(Reuters) – AT&T Inc <T.N> on Wednesday beat Wall Street estimates for net wireless subscribers who pay a monthly bill as it grounded out some growth in a saturated market and continued to bundle media content from Time Warner into new wireless plans.
The second-largest U.S. wireless carrier by subscribers added a net 72,000 phone subscribers, bigger than analysts’ estimates of 27,000 subscribers, according to research firm FactSet.
However, AT&T lost 778,000 premium TV subscribers, a category that includes DirecTV satellite and U-verse television customers, much more than 544,000 losses in the first quarter.
Pay-TV providers have struggled to keep customers as viewers move to streaming services like Netflix Inc <NFLX.O>.
AT&T closed its $85 billion (£68.13 billion) acquisition of media company Time Warner in June last year, creating a new business segment called WarnerMedia to house assets including the Turner TV networks and premium channel HBO.
The new WarnerMedia segment, which includes Turner and premium TV channel HBO, reported revenue of $8.4 billion, while analysts were expecting $8.30 billion, according to IBES data from Refinitiv.
The company said WarnerMedia’s new streaming service HBO Max is slated to launch in spring of 2020.
Total operating revenue in the second quarter rose 15.3% to $44.96 billion.
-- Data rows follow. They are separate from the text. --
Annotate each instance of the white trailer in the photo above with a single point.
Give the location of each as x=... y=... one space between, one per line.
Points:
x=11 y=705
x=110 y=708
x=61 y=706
Analysts were expecting $44.85 billion, according to IBES data from Refinitiv.
Net income attributable to AT&T fell to $3.71 billion, or 51 cents per share, from $5.13 billion, or 81 cents per share, a year earlier.
Excluding items, AT&T earned 89 cents per share, in line with estimates.
Shares of the company were down marginally at $31.99 before the bell.